The present invention relates to a gas turbine combustor. More specifically, the present invention relates to a dual fuel injection system for a low Nox combustor.
In a gas turbine, fuel is burned in compressed air, produced by a compressor, in one or more combustors. Traditionally, such combustors had a primary combustion zone in which an approximately stoichiometric mixture of fuel and air was formed and burned in a diffusion type combustion process. Additional air was introduced into the combustor downstream of the primary combustion zone. Although the overall fuel/air ratio was considerably less than stoichiometric, the fuel/air mixture was readily ignited at start-up and good flame stability was achieved over a wide range in firing temperatures due to the locally richer nature of the fuel/air mixture in the primary combustion zone.

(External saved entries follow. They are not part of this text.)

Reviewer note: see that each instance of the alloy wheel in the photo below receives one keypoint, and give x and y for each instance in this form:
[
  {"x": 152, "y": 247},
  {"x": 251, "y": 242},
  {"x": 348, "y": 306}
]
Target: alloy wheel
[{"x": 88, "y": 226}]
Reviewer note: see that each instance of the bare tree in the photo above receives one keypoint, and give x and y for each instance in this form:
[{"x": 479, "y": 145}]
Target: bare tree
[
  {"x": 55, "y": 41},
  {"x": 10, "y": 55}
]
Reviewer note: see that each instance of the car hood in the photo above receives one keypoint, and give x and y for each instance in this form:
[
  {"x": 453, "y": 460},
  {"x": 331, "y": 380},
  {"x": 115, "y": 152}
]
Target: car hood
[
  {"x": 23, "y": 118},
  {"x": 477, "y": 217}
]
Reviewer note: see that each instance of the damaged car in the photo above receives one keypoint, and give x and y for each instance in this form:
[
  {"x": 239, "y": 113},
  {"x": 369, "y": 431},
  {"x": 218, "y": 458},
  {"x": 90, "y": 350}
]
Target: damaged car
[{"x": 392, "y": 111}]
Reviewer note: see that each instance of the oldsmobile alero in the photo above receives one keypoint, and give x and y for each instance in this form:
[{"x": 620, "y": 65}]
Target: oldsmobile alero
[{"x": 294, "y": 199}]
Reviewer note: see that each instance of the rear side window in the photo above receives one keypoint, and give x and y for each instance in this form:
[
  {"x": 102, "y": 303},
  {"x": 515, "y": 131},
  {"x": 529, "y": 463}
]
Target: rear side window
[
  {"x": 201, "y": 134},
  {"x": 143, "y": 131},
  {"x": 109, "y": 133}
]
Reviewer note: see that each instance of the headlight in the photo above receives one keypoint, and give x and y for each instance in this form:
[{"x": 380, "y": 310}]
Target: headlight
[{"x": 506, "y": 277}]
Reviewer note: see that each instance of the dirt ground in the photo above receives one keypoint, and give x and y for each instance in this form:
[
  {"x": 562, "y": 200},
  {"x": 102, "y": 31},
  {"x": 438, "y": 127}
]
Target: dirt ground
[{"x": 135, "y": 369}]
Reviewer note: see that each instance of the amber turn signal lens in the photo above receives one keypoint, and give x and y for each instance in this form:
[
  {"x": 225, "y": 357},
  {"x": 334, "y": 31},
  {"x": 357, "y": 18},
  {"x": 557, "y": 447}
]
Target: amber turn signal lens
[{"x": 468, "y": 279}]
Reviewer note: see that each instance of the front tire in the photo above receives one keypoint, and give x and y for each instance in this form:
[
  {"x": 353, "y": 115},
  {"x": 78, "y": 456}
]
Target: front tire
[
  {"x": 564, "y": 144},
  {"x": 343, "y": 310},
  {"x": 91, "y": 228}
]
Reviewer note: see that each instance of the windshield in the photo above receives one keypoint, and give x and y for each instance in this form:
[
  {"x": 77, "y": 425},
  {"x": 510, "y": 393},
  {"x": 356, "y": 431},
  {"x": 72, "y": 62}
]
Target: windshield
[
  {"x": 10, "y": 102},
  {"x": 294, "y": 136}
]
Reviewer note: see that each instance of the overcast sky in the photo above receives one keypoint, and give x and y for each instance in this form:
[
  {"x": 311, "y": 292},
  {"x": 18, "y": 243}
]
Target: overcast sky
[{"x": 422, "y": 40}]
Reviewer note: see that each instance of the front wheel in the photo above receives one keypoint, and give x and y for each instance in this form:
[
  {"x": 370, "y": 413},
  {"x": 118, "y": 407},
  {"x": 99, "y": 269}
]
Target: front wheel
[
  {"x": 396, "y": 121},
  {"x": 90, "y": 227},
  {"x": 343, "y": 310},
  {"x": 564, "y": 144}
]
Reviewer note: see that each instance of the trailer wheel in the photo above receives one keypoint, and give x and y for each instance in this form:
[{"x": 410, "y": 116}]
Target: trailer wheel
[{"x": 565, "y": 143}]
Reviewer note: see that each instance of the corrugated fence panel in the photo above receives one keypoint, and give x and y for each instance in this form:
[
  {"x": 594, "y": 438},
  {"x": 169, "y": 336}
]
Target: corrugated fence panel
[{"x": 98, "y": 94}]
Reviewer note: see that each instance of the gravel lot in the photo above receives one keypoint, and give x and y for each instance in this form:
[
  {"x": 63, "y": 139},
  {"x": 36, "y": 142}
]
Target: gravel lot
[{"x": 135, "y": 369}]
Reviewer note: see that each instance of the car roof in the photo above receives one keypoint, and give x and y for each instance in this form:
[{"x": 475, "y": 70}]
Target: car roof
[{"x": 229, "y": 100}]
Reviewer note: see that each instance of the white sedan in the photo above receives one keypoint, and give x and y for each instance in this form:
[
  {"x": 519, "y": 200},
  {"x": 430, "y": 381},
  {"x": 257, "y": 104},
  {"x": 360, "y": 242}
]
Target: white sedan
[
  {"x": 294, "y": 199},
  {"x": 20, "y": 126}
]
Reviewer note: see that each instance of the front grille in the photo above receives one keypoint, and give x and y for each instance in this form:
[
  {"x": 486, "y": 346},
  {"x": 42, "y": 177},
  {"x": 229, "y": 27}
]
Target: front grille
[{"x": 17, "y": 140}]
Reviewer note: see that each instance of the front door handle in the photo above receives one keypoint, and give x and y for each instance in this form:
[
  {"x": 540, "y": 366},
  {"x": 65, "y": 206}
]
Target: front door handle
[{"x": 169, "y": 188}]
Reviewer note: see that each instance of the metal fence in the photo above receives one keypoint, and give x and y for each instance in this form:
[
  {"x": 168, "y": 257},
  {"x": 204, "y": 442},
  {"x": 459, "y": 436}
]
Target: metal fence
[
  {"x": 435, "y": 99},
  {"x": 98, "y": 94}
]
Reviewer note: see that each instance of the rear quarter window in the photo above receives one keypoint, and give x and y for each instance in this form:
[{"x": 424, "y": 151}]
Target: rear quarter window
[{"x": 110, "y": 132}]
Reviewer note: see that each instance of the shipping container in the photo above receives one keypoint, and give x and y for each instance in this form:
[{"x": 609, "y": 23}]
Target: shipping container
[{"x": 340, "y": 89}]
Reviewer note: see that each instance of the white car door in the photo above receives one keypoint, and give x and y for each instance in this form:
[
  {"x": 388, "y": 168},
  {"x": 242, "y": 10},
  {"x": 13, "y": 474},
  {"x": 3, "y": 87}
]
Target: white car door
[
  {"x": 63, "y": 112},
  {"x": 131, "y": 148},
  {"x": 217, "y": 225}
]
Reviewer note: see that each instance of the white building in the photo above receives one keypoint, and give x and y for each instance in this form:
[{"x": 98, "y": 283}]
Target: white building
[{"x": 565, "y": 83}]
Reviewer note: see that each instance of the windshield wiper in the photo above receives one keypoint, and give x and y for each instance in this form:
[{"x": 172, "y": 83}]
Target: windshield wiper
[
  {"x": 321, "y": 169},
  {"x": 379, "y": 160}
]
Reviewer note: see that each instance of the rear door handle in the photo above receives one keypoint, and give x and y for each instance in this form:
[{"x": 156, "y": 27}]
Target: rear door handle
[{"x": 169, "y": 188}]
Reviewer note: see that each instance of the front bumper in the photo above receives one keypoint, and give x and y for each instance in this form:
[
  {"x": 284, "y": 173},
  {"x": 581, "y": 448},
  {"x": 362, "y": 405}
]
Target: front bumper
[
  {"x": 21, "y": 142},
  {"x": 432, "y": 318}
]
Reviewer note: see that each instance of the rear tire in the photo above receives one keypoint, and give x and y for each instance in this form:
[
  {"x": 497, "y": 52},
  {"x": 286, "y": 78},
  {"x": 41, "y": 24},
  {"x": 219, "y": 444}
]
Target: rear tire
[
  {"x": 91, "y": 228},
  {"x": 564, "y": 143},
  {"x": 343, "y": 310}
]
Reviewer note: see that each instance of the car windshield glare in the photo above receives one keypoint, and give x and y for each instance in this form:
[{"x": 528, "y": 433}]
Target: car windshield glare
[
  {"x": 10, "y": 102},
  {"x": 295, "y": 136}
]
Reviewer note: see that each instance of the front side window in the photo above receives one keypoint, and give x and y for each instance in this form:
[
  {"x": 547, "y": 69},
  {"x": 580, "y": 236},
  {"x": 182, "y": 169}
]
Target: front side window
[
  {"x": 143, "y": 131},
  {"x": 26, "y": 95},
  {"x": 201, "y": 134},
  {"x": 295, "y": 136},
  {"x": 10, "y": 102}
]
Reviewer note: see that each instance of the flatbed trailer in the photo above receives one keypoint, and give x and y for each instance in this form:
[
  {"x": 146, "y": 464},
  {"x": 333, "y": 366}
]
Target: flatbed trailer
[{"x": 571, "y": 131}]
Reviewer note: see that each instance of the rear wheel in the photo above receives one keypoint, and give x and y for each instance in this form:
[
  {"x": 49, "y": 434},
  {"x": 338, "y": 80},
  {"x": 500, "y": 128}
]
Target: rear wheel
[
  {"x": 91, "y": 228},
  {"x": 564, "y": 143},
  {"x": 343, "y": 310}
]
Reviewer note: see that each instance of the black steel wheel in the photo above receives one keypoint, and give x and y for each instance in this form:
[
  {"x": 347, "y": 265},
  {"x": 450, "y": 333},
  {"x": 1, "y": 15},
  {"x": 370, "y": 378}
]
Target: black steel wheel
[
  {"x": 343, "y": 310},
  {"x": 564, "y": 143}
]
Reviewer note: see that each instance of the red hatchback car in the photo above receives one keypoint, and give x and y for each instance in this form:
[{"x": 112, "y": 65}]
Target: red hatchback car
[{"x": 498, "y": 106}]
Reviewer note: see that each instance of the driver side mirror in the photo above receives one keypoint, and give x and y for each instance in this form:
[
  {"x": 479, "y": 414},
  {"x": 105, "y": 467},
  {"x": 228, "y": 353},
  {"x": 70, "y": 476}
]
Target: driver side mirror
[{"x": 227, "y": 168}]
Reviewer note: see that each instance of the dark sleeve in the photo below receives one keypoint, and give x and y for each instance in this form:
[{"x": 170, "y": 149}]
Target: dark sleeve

Unfortunately, use of such approximately stoichiometric fuel/air mixtures resulted in very high temperatures in the primary combustion zone. Such high temperatures promoted the formation of oxides of nitrogen ("NOx"), considered an atmospheric pollutant. It is known that combustion at lean fuel/air ratios reduces NOx formation. Such lean burning, however, requires that the fuel be well distributed throughout the combustion air without creating any locally rich zones.
Gas turbines are capable of operating on both gaseous and liquid fuels. Unfortunately, the geometry associated with such fuel distribution requires a complex structure that makes the incorporation of a dual fuel capability into the combustor extremely difficult.
It is therefore desirable to provide a combustor that is capable of stable combustion with very lean mixtures of fuel and air, so as to reduce the formation of NOx, and that is capable of operation on liquid as well as gaseous fuel.